Actual buildings (above) whose CAD model (below)
is highly compressible,

Compression-Aware Algorithms Project

This project is based in the Department of Computer Science at the University of Virginia, and is supported by the National Science Foundation under grant III-1117684,

The people involved in this research are professors Gabriel Robins (PI) and abhi Shelat (co-PI), and graduate students Nathan Brunelle, Michael Skalak, and Robbie Hott.

Motivation and Overview

A data avalanche is sweeping and permeating all sectors of society, including industry, government, and academia. Achieving the full transformative potential of this deluge of data requires addressing new and open questions, especially with respect to the scalability of data creation, storage, and processing. In particular, while much data is stored in compressed format, very few classic data processing algorithms are able to process compressed data. Thus the rate of growth of common datasets is far outpacing algorithmic capability.

To address this growing disconnect, this project is developing a general framework for compression-aware algorithms that operate directly on compressed massive datasets. Each algorithm's speed and memory space performance can dramatically improve with the input's compressibility (i.e., descriptive complexity), rather than depend solely on the input size. This improvement derives from leveraging highly repetitive or parametrically specified input structures, leading to much smaller inputs (and outputs), and enabling algorithms to manipulate very large composite objects while interacting only with their succinct descriptions. We are devising compression-aware algorithms in several classical domains, including for geometric, graph-based, and numerical applications such as sorting and searching.

This project also investigates algorithmically-aware compression schemes specifically designed to allow efficient computations directly on the compressed data. We are also devising new compression-aware data structures that can efficiently handle and store compressed inputs, while still allowing standard queries and access to that data. Our algorithmic contributions will be validated with experiments on both real and synthetic massive data sets. This principled compression-aware algorithms methodology has wide applicability across numerous diverse areas, including networks, bioinformatics, databases, computer graphics, artificial intelligence, geographic information systems, integrated circuit design, and computer-aided engineering.

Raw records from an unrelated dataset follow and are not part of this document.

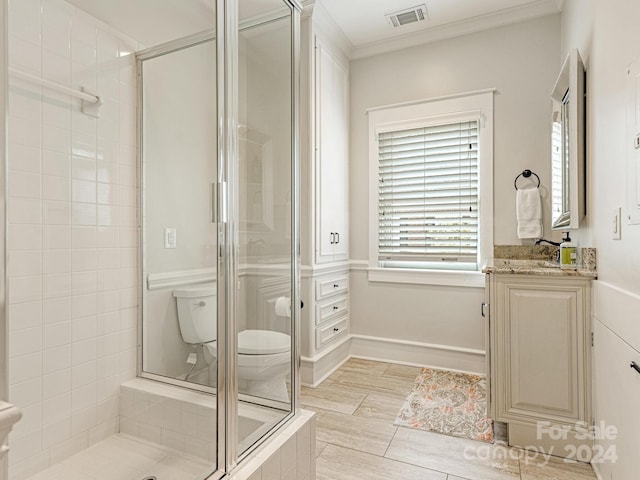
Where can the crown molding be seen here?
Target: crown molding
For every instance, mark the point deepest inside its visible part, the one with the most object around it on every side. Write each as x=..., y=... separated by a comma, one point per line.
x=327, y=26
x=536, y=9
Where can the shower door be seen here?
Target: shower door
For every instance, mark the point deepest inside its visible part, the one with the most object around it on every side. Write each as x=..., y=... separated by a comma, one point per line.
x=219, y=221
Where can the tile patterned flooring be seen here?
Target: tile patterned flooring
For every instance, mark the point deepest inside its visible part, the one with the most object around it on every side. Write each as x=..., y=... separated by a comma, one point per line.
x=356, y=438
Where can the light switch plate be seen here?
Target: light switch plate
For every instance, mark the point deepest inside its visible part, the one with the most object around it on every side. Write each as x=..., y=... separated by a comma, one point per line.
x=616, y=224
x=170, y=240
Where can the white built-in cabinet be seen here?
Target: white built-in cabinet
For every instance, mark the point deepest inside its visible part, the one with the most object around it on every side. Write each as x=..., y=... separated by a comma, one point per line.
x=331, y=155
x=617, y=396
x=539, y=350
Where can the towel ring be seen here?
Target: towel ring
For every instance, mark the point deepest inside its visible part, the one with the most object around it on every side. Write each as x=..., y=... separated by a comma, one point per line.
x=526, y=174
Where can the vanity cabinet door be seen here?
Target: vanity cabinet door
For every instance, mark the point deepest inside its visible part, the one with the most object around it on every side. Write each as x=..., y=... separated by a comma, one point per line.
x=542, y=349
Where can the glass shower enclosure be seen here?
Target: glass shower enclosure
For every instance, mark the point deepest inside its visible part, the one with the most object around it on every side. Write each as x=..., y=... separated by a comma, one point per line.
x=219, y=267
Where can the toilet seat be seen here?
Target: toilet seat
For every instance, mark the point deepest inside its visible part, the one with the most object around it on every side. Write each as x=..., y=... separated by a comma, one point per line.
x=263, y=342
x=259, y=343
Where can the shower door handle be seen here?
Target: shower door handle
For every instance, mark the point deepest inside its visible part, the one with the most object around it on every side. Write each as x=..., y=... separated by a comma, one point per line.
x=214, y=198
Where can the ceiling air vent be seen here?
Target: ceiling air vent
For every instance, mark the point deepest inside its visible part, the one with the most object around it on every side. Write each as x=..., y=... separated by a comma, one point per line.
x=408, y=15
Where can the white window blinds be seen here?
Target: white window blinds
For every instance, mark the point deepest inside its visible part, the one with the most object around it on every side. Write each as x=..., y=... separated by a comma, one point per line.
x=428, y=196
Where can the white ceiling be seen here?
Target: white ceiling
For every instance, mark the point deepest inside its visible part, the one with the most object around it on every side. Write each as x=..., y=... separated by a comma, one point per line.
x=361, y=24
x=367, y=30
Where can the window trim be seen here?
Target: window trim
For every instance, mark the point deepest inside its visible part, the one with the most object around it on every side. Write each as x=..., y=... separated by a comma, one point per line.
x=441, y=109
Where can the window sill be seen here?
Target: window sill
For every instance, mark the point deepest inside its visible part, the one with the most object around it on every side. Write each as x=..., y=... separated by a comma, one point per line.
x=451, y=278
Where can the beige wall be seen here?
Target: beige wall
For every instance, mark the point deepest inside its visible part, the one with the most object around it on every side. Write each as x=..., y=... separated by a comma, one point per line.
x=609, y=41
x=521, y=62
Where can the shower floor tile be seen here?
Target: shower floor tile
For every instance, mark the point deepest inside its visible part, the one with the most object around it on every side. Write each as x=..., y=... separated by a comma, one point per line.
x=120, y=457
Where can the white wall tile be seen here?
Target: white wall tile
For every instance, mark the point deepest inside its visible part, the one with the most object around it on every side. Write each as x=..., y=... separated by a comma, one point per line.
x=84, y=214
x=58, y=322
x=57, y=359
x=25, y=263
x=84, y=260
x=56, y=261
x=56, y=188
x=56, y=41
x=107, y=237
x=84, y=305
x=25, y=56
x=56, y=384
x=57, y=310
x=24, y=184
x=56, y=286
x=56, y=163
x=25, y=341
x=83, y=398
x=84, y=282
x=56, y=433
x=25, y=289
x=108, y=279
x=57, y=335
x=56, y=213
x=26, y=393
x=84, y=351
x=56, y=137
x=84, y=328
x=56, y=112
x=84, y=237
x=25, y=158
x=25, y=210
x=84, y=374
x=56, y=236
x=30, y=422
x=57, y=409
x=25, y=315
x=108, y=215
x=83, y=191
x=25, y=237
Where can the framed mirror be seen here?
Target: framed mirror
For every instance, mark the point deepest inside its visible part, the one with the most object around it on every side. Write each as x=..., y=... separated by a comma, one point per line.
x=568, y=200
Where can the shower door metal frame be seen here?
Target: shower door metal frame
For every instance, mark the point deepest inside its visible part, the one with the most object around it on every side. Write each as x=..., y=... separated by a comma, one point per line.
x=227, y=214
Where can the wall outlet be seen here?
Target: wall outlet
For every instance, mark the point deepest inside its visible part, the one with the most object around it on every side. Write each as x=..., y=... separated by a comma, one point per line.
x=616, y=224
x=170, y=240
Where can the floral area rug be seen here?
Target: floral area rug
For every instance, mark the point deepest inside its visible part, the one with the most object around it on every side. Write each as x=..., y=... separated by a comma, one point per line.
x=447, y=402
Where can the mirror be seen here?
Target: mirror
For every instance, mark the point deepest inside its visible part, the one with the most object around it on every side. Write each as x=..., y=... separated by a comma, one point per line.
x=568, y=200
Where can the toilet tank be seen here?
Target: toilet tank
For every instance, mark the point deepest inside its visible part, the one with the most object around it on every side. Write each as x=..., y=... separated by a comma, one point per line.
x=197, y=313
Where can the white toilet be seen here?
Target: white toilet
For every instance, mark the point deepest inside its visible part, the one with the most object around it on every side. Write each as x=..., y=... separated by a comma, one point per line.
x=264, y=356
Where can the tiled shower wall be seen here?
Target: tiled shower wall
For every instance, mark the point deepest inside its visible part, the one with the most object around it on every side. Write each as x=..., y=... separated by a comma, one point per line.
x=72, y=234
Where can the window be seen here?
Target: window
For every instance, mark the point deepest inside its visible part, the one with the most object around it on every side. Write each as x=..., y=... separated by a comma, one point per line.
x=430, y=199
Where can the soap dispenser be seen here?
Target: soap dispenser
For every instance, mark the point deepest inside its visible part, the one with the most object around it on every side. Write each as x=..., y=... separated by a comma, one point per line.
x=568, y=256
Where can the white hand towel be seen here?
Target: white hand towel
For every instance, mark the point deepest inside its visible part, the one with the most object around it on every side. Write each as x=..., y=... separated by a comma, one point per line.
x=529, y=213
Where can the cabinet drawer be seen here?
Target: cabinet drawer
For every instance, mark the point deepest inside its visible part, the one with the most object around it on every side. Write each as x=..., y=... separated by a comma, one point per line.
x=325, y=334
x=330, y=309
x=326, y=288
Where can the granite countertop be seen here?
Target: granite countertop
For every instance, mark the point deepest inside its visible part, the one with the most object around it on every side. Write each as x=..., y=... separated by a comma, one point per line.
x=534, y=267
x=539, y=260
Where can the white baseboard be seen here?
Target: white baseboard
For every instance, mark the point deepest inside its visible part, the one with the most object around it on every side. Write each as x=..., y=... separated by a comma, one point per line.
x=314, y=371
x=421, y=354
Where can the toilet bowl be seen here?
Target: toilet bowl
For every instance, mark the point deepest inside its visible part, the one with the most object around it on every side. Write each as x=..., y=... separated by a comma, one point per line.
x=264, y=356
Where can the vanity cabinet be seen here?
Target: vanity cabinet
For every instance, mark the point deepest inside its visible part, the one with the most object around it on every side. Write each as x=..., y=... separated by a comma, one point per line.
x=540, y=343
x=331, y=155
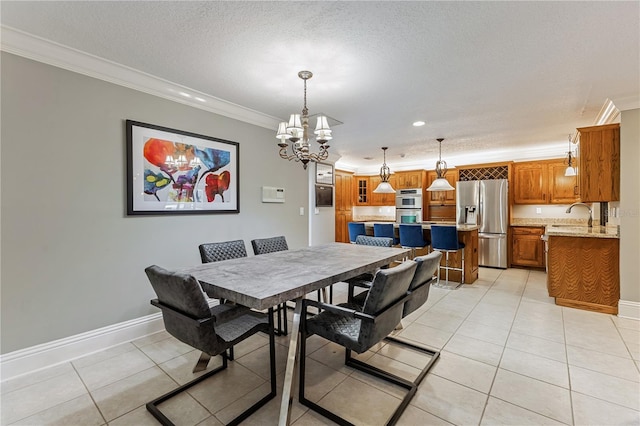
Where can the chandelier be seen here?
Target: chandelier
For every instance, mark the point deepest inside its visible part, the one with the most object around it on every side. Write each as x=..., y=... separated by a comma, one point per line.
x=440, y=184
x=296, y=132
x=384, y=187
x=569, y=160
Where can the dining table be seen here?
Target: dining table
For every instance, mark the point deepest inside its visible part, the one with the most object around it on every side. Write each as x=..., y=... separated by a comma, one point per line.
x=264, y=281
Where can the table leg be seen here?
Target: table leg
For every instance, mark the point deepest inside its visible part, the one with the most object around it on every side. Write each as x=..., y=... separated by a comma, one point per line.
x=290, y=372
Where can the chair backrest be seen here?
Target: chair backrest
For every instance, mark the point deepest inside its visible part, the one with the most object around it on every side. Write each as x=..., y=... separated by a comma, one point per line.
x=181, y=293
x=269, y=245
x=383, y=230
x=421, y=282
x=444, y=237
x=367, y=240
x=388, y=287
x=411, y=236
x=355, y=229
x=216, y=252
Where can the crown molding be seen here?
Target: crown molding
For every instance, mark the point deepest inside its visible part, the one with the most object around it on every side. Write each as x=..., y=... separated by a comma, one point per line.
x=42, y=50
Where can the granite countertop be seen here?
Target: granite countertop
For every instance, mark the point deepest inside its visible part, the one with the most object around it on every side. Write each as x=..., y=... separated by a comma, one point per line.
x=583, y=231
x=427, y=225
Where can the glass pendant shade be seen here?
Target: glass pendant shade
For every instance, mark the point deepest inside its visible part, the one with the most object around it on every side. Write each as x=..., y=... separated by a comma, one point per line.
x=570, y=171
x=440, y=183
x=384, y=187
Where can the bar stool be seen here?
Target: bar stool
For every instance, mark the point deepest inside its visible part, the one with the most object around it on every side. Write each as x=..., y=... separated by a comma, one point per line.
x=355, y=229
x=385, y=230
x=411, y=236
x=445, y=239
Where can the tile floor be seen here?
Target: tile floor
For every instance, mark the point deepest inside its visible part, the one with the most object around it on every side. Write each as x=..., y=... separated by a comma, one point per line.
x=509, y=355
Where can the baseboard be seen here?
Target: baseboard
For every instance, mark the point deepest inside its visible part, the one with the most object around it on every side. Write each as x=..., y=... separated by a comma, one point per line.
x=29, y=360
x=629, y=309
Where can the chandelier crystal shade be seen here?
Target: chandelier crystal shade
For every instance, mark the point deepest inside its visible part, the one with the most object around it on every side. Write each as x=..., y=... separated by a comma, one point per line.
x=440, y=183
x=570, y=161
x=384, y=187
x=296, y=132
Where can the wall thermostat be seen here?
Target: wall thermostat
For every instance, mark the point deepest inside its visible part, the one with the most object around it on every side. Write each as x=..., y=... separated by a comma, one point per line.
x=272, y=194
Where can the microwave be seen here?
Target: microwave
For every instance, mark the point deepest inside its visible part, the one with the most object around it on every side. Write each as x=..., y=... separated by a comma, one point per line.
x=409, y=198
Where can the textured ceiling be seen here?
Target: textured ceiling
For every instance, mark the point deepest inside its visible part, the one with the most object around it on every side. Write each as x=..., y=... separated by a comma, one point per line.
x=495, y=79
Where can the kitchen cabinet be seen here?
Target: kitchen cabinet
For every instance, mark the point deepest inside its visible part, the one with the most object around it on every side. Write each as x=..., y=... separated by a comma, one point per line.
x=530, y=183
x=562, y=189
x=344, y=204
x=382, y=199
x=543, y=182
x=599, y=163
x=527, y=246
x=442, y=198
x=362, y=191
x=584, y=272
x=409, y=180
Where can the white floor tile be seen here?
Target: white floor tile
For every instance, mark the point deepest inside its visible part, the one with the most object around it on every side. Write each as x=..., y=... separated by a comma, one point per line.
x=543, y=398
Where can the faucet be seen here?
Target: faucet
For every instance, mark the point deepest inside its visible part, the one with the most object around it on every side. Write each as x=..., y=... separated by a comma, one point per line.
x=590, y=223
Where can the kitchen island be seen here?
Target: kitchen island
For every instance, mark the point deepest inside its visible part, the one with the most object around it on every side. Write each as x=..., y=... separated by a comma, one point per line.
x=468, y=235
x=583, y=267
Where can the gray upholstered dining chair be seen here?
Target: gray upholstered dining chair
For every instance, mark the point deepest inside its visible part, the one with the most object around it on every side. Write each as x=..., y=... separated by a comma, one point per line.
x=216, y=252
x=272, y=245
x=188, y=317
x=358, y=328
x=225, y=250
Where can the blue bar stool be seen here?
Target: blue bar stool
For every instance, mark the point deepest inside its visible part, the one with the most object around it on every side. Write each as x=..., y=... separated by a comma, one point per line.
x=355, y=229
x=385, y=230
x=411, y=236
x=445, y=239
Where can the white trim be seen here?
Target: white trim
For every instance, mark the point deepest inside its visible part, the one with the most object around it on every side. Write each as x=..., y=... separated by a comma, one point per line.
x=629, y=309
x=48, y=52
x=63, y=350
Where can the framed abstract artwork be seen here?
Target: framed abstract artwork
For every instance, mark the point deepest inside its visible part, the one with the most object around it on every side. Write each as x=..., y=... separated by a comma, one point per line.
x=172, y=171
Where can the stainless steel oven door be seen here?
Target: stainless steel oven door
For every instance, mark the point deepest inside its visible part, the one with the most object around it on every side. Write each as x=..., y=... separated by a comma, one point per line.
x=408, y=215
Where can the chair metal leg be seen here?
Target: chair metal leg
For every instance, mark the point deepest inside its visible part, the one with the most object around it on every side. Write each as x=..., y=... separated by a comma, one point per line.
x=202, y=363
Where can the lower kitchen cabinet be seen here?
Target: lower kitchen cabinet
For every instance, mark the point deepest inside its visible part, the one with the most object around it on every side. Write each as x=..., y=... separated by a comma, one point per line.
x=584, y=272
x=527, y=246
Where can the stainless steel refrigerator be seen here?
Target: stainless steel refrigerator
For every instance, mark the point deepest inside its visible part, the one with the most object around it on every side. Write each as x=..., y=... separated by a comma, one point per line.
x=485, y=203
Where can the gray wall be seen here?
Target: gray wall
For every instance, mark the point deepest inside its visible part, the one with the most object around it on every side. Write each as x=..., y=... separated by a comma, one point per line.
x=630, y=205
x=72, y=261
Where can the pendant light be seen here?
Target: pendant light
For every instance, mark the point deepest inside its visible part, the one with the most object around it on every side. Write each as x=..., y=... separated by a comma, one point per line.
x=570, y=171
x=440, y=184
x=384, y=187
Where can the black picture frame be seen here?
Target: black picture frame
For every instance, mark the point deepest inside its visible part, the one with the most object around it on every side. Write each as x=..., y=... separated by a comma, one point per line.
x=176, y=172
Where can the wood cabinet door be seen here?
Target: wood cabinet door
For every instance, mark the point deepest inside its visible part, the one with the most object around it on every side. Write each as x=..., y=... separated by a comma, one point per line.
x=528, y=248
x=530, y=183
x=599, y=168
x=562, y=189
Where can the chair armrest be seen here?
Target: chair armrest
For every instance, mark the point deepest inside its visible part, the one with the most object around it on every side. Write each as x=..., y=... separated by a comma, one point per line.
x=169, y=310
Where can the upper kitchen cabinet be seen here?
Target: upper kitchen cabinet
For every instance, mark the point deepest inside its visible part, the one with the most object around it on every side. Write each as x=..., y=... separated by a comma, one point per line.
x=362, y=191
x=409, y=180
x=543, y=182
x=530, y=183
x=599, y=163
x=344, y=204
x=382, y=199
x=442, y=198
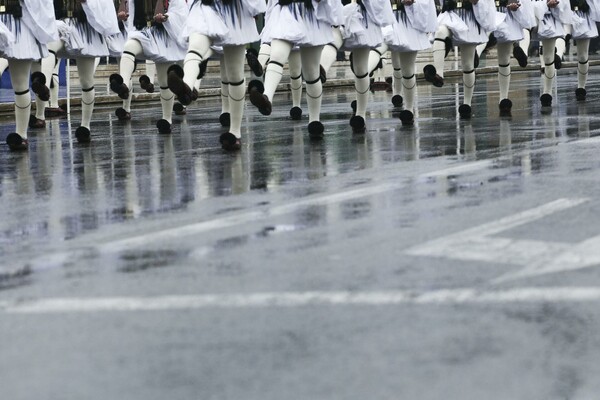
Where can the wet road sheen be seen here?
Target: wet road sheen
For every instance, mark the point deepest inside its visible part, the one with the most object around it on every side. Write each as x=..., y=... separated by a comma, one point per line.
x=145, y=226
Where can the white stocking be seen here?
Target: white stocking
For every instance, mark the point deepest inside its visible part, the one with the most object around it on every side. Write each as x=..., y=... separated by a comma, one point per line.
x=234, y=58
x=397, y=74
x=224, y=86
x=439, y=49
x=86, y=67
x=549, y=68
x=314, y=88
x=150, y=70
x=360, y=62
x=167, y=98
x=20, y=71
x=409, y=81
x=504, y=51
x=583, y=48
x=264, y=53
x=133, y=49
x=467, y=54
x=295, y=65
x=280, y=52
x=524, y=43
x=198, y=48
x=375, y=56
x=329, y=54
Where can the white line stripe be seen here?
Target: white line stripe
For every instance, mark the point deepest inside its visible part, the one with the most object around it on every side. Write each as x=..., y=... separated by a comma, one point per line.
x=474, y=243
x=238, y=219
x=458, y=169
x=290, y=299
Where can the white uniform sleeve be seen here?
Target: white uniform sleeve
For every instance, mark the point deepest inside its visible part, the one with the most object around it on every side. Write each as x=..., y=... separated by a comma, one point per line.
x=380, y=11
x=330, y=11
x=38, y=15
x=102, y=16
x=563, y=12
x=422, y=15
x=485, y=13
x=255, y=7
x=177, y=12
x=525, y=14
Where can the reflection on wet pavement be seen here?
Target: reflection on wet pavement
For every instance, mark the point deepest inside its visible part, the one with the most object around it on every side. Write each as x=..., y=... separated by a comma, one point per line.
x=60, y=190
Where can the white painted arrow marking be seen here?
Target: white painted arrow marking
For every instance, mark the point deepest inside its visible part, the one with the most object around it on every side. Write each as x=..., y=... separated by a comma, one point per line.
x=538, y=257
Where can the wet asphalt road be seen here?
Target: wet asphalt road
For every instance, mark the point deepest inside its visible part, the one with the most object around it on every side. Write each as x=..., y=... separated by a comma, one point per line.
x=451, y=260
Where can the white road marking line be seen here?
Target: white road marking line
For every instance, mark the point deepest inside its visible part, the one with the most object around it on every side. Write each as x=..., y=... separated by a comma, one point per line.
x=537, y=257
x=475, y=243
x=458, y=169
x=300, y=299
x=225, y=222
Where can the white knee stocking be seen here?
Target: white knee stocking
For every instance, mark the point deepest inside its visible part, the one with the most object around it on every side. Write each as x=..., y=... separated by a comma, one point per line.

The intellectual merit of this proposal stems from its broad conceptualization of new families of compression-aware algorithms that will operate directly on massive compressed datasets, coupled with a focus on new applications and practical considerations. This project will design more sophisticated and efficient algorithms, and will enable the processing and mining of very large datasets in numerous areas across academia, industry and government. This project is also training students, conducting outreach, and helping to produce key curricula components in the area of data mining, compression-aware algorithms, optimization, and approximation, and operations research.

The broader impact of the proposed research lies in increasing the efficacy and utility of future compression-aware algorithms and approximation schemes across a wide spectrum of fields, with clear benefits to science, society, and the economy. Data mining and computational sciences have attracted much attention in recent years, but runaway data volumes have swamped existing algorithms and stifled progress. The formulations, algorithms, codes, and theories being developed by this project will help usher in future efficient and practical algorithms and heuristics, and fundamentally change the way in which organizations generate, collect, process, utilize, and mine large datasets.

Preliminary Results

We obtained a series of interesting results on compression-aware algorithmic variants of classical problems in sorting and searching, including order-statistics (i.e., "selection" or finding the kth largest element). Our new compression-aware algorithms are able to sort and search lists compressed using either the standard Lempel-Ziv-77 compression scheme, unions of arithmetic progressions, or using context-free grammar -based compressions. In all cases our new algorithms have substantially faster run times than their classical counterparts.

Some of our findings thus far are summarized in the following draft:

Brunelle, N., Robins, G., and Shelat, a., Sorting a Compressed List, June, 2012

These preliminary results are very encouraging, and demonstrate that this general research area of compression-aware algorithms is ripe with new and useful results that await discovery. We are currently developing additonal compression-aware algorithms for other problem areas, and implementing and benchmarking our new algorithms. We will soon make our results, implementations, and benchmarks available to the larger research community.